I am attempting to produce glcm on a trend-reduced digital elevation model. My current problem is that the output of skimage.feature.greycomatrix(image) only contains values in the diagonal entries of the matrix.

glcm = greycomatrix(image,distances=[1],levels=100,angles=[0] ,symmetric=True,normed=True)

The image is quantized prior with the following code:

import numpy as np
from skimage.feature import greycomatrix
def quantize(raster):
    print("\n Quantizing \n")
    raster += (np.abs(np.min(raster)) + 1)
    mean = np.nanmean(raster.raster[raster.raster > 0])
    std = np.nanstd(raster.raster[raster.raster > 0])

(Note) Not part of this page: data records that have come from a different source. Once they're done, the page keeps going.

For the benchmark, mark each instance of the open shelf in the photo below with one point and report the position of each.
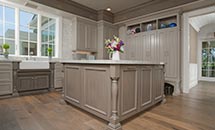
(148, 26)
(134, 29)
(156, 24)
(168, 22)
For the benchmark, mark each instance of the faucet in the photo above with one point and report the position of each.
(29, 56)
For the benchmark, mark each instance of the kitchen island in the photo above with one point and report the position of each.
(113, 90)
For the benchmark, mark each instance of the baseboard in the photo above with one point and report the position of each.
(193, 83)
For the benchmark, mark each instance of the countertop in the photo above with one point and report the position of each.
(115, 62)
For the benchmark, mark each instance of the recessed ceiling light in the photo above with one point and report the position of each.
(108, 9)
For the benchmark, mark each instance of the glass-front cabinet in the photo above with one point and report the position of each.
(208, 59)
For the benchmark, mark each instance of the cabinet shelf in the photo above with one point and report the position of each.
(156, 24)
(148, 26)
(133, 29)
(167, 22)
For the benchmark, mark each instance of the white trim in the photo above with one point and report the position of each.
(186, 44)
(19, 7)
(200, 61)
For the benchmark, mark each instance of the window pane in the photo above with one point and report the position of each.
(204, 44)
(52, 27)
(1, 13)
(12, 46)
(44, 51)
(1, 30)
(23, 33)
(44, 22)
(33, 34)
(44, 35)
(9, 14)
(10, 31)
(53, 48)
(33, 48)
(23, 48)
(51, 36)
(28, 19)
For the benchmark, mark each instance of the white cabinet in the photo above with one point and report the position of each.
(84, 35)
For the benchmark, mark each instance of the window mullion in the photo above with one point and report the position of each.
(39, 36)
(17, 50)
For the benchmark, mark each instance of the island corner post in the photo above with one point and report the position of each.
(114, 123)
(124, 88)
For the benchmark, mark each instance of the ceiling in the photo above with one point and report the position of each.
(199, 21)
(115, 5)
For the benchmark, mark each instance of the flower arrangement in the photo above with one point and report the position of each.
(49, 51)
(114, 45)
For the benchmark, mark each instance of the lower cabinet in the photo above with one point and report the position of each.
(140, 88)
(90, 87)
(145, 88)
(28, 80)
(6, 78)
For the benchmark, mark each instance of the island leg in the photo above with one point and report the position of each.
(114, 123)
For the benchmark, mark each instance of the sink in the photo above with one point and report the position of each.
(34, 65)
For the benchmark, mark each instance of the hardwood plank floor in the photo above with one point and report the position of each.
(194, 111)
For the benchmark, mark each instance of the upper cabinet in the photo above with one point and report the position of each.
(155, 24)
(84, 35)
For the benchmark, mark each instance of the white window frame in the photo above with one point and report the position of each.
(4, 23)
(17, 8)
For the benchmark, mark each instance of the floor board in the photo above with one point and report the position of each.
(194, 111)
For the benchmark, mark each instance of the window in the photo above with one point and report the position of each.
(48, 35)
(27, 32)
(7, 27)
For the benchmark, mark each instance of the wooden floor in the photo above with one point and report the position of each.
(194, 111)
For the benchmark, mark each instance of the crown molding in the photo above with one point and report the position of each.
(71, 7)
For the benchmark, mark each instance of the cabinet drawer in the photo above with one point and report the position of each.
(5, 76)
(58, 83)
(5, 66)
(5, 88)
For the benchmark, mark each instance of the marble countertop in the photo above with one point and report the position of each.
(127, 62)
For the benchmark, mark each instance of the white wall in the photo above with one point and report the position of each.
(206, 32)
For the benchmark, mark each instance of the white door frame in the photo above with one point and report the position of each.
(200, 77)
(186, 45)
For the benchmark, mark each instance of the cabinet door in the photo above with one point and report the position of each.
(81, 36)
(162, 41)
(145, 87)
(128, 92)
(25, 83)
(132, 47)
(158, 83)
(41, 82)
(72, 84)
(96, 82)
(91, 38)
(169, 50)
(150, 48)
(139, 47)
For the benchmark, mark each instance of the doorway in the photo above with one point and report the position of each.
(207, 65)
(204, 67)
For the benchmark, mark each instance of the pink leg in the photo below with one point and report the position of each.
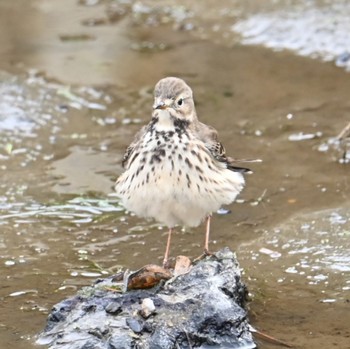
(165, 261)
(206, 243)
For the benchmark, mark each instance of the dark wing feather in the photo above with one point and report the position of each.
(209, 136)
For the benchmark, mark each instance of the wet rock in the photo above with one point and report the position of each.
(199, 309)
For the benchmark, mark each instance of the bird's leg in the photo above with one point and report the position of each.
(166, 255)
(207, 232)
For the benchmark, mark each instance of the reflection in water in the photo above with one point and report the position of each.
(60, 150)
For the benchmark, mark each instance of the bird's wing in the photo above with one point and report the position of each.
(209, 136)
(130, 150)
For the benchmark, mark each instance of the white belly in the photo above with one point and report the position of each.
(181, 188)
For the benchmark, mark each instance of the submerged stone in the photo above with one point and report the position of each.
(203, 308)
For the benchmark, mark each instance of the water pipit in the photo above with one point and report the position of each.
(177, 171)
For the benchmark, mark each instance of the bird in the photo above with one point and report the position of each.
(176, 170)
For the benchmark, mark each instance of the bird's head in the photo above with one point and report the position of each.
(174, 96)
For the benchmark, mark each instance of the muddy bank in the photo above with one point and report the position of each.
(60, 227)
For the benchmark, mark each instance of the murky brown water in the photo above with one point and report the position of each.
(60, 151)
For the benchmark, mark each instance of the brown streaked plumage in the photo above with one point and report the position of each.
(176, 170)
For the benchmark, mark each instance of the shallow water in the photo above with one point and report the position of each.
(76, 83)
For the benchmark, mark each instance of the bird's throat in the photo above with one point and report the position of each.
(165, 121)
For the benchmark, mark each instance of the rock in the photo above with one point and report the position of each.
(203, 308)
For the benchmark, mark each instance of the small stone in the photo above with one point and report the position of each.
(148, 308)
(134, 325)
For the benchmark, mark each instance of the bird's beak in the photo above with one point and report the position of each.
(160, 105)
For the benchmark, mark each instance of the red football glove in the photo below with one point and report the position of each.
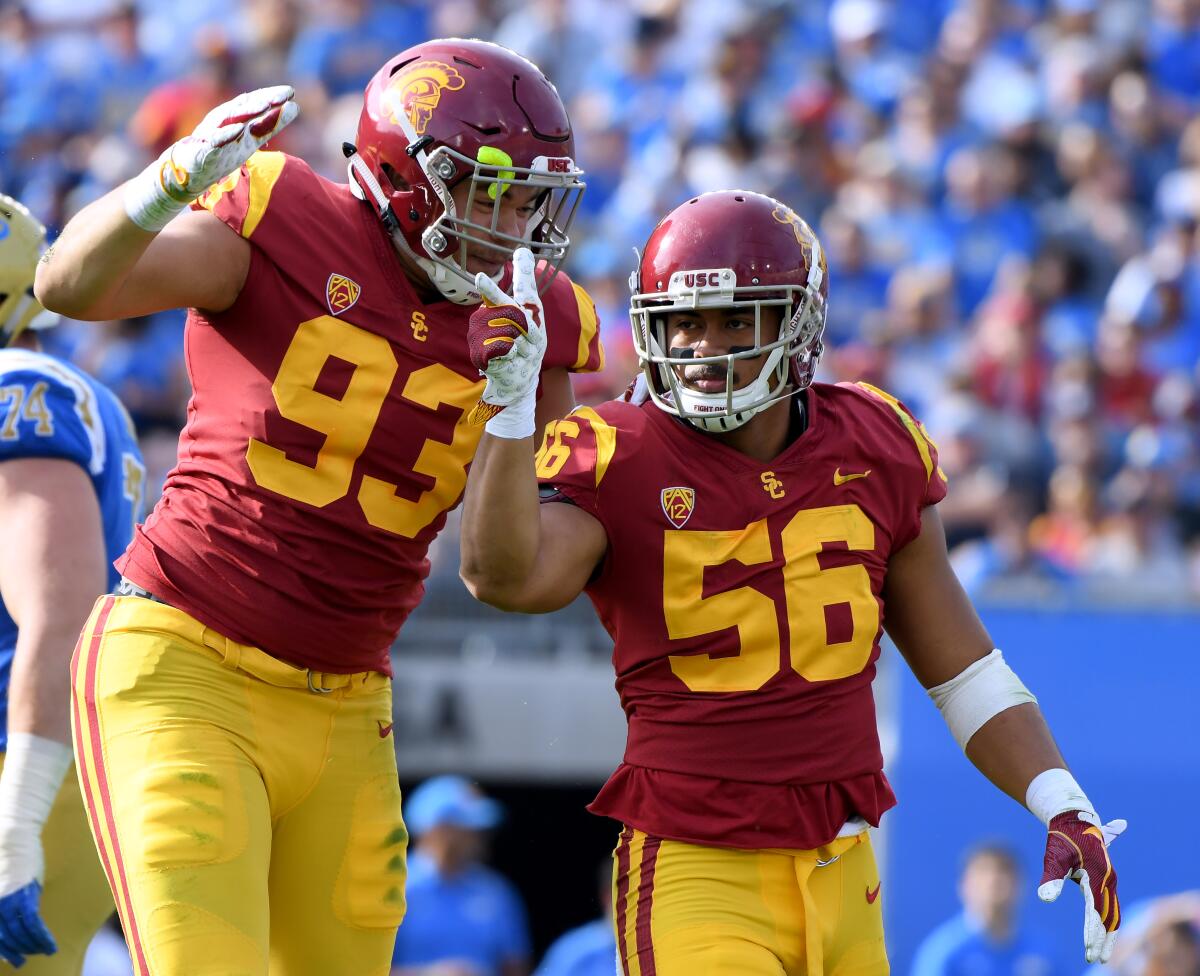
(1077, 849)
(492, 333)
(507, 341)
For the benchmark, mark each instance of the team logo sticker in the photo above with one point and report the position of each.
(415, 91)
(341, 293)
(678, 503)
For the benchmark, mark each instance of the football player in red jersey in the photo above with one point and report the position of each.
(232, 705)
(741, 533)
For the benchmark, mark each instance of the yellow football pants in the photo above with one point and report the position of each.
(690, 910)
(75, 894)
(249, 821)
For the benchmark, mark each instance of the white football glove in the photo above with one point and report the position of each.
(228, 136)
(508, 341)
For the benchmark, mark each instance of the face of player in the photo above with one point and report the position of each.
(719, 331)
(517, 205)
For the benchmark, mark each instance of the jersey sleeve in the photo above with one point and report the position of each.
(243, 198)
(921, 479)
(577, 454)
(46, 414)
(573, 328)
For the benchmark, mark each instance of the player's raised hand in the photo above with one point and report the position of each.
(507, 337)
(1077, 849)
(228, 136)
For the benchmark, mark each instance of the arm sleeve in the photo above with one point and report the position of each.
(575, 459)
(240, 199)
(47, 415)
(921, 478)
(573, 328)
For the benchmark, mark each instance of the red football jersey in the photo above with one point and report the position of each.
(745, 605)
(328, 431)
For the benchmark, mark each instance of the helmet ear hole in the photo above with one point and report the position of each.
(397, 181)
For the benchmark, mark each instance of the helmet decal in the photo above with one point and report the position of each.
(415, 90)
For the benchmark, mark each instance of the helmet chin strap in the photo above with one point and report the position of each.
(694, 406)
(455, 286)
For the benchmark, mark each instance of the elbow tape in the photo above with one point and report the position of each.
(982, 690)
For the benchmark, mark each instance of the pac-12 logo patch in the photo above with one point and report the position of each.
(678, 504)
(341, 293)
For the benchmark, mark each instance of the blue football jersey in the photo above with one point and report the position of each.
(49, 408)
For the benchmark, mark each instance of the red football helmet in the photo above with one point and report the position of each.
(731, 249)
(453, 109)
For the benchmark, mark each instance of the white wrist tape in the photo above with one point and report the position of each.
(147, 201)
(516, 420)
(34, 770)
(977, 694)
(1055, 791)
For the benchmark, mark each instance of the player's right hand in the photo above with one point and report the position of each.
(1078, 849)
(507, 336)
(22, 929)
(228, 136)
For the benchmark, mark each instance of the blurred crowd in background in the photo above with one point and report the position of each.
(1008, 191)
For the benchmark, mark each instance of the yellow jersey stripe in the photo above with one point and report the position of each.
(606, 438)
(911, 425)
(264, 171)
(588, 327)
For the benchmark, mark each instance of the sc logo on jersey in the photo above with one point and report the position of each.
(772, 485)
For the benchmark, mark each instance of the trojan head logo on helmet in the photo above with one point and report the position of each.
(449, 111)
(22, 238)
(731, 249)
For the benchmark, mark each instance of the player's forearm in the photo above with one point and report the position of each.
(83, 271)
(41, 677)
(1013, 747)
(501, 521)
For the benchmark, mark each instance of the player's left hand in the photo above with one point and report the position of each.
(507, 335)
(22, 929)
(1077, 849)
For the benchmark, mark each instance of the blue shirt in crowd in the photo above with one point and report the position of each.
(589, 950)
(475, 916)
(960, 947)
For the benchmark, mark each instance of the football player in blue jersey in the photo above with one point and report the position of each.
(71, 489)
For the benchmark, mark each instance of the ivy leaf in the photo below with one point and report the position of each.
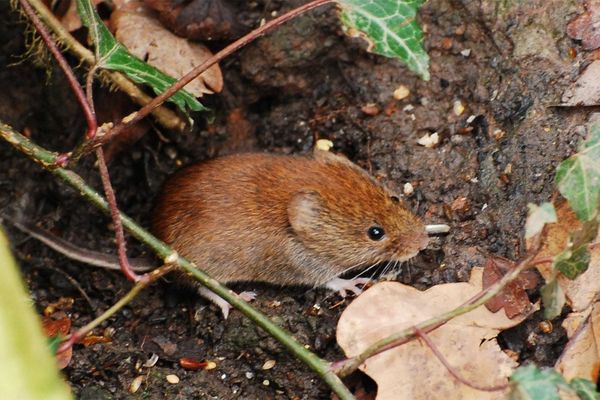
(573, 263)
(112, 55)
(553, 299)
(578, 177)
(585, 389)
(533, 383)
(538, 217)
(391, 29)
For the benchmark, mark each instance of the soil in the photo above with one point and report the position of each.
(507, 63)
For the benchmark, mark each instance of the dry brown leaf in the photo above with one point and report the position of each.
(513, 298)
(581, 291)
(135, 26)
(586, 90)
(411, 371)
(581, 357)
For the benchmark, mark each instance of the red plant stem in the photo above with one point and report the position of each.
(116, 217)
(451, 369)
(90, 116)
(187, 78)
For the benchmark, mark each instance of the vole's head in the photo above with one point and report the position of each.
(349, 219)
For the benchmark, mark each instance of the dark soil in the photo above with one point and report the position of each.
(304, 82)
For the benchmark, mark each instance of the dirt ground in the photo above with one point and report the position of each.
(507, 62)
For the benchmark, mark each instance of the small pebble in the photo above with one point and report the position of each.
(401, 92)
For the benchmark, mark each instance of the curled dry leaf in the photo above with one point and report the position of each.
(586, 27)
(199, 19)
(145, 37)
(581, 357)
(513, 298)
(581, 291)
(411, 371)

    raster[raster == None] = 0 # set all None values to 0
    raster[np.isnan(raster)] = 0
    raster[raster > (mean + 1.5*std)] = 0
    raster[raster < (mean - 1.5*std)] = 0 # High pass filter
    raster[raster > 0] = raster[raster > 0] - (np.min(raster[raster > 0]) - 1)
    raster[raster>101] = 0
    raster = np.rint(raster)
    flat = np.ndarray.flatten(raster[raster > 0])
    range = np.max(flat) - np.min(flat)
    print("\n\nRaster Range: {}\n\n".format(range))
    raster = raster.astype(np.uint8)
    raster[raster > 101] = 0 

Output of greycomatrix()

How would I go about making the glcm compute values outside of the diagonal matrix (i.e. just the frequencies of the values themselves), and is there something fundamentally wrong with my approach?


Solution

  • If pixel intensities are correlated in an image, the co-occurrence of two similar levels is highly probable, and therefore the nonzero elements of the corresponding GLCM will concentrate around the main diagonal. In contrast, if pixel intensities are uncorrelated the nonzero elements of the GLCM will be spread all over the matrix. The following example makes this apparent:

    import numpy as np
    from skimage import data
    import matplotlib.pyplot as plt
    from skimage.feature import greycomatrix
    
    x = data.brick()
    y = data.gravel()
    
    mx = greycomatrix(x, distances=[1], levels=256, angles=[0], normed=True)
    my = greycomatrix(y, distances=[1], levels=256, angles=[0], normed=True)
    
    fig, ax = plt.subplots(2, 2, figsize=(12, 8))
    ax[0, 0].imshow(x, cmap='gray')
    ax[0, 1].imshow(mx[:, :, 0, 0])
    ax[1, 0].imshow(y, cmap='gray')
    ax[1, 1].imshow(my[:, :, 0, 0])
    

    demo

    Despite I haven't seen your raster image I'm guessing that the intensity changes very smoothly across the image returned by quantize, and hence the GLCM is mostly diagonal.